Letitia Wright promises a very different Shuri in ‘Black Panther: Wakanda Forever’

Wright, who plays T’Challa’s sister, says we’ll see a different side of Shuri than we saw in Black Panther

By James Grebey
Letitia Wright in Black Panther: Wakanda Forever

Wakanda will endure no matter what happens — it’s right there in the title, Black Panther: Wakanda Forever — but it’s a very different place without King T’Challa. And the characters who live in Wakanda are different, too, as Letitia Wright, who plays T’Challa’s younger sister, Shuri, promises that we’ll see a very different side of the character than we saw in 2018’s Black Panther

As a sad consequence of Chadwick Boseman’s death in August 2020, Wakanda Forever, which opens in theaters on Nov. 11, will not feature T’Challa, the character he helped make so iconic. Though the specifics have not been revealed, T’Challa has died in the fiction of the MCU, too, which means that Wakanda is in mourning — Shuri especially, which is quite a change from her debut appearance. 
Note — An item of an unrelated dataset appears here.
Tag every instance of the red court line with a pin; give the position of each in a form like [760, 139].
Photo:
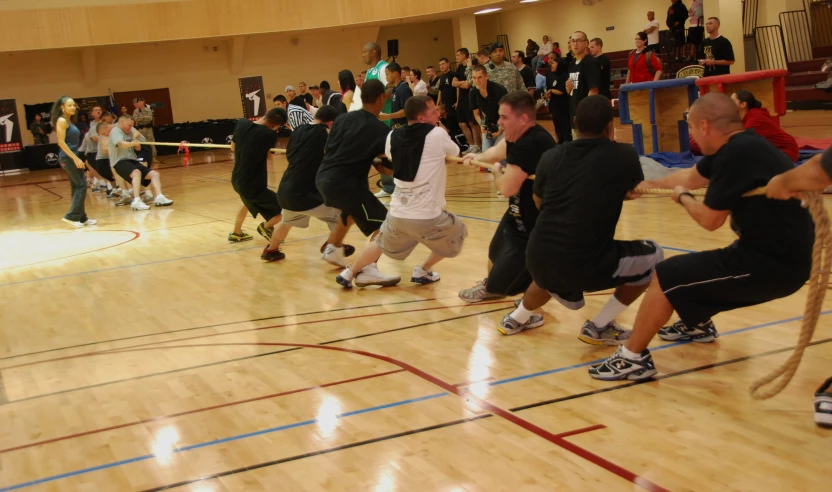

“We meet her in the first film and she is that ray of sunshine. She's so clothed and protected in royalty and love. [She’s] proud of her big brother for taking the step, following in his father's legacy. She just wants to create,” Wright said at a press conference attended by SYFY WIRE ahead of the film’s release. “And I love Shuri in the first one because there was no limit to her, as well."

RELATED: How Chadwick Boseman’s passing changed the original story of ‘Black Panther: Wakanda Forever’

“It was like she was the person her brother went to for his protection, his armor. And he encouraged that. Her family encouraged her to be a genius and to be faithfully and wonderfully made,” Wright continued. “So, we follow on from that. What does that look like, when your heart is broken?”

Though certainly not devoid of the joy she was so full of in the first movie, Shuri is indeed much more somber and glum for much of Wakanda Forever’s runtime. That makes sense — she’s lost somebody dear to her, after all. Wright credits Ryan Coogler, director and co-writer of both Black Panther films, with helping to harness those natural feelings of grief and creating “a full arc of this human being.”

“We were able to bring something that felt real, that felt truthful,” Wright said. “And I was able to really give my heart to it and give Shuri a full arc."

Black Panther: Wakanda Forever opens in theaters Nov. 11.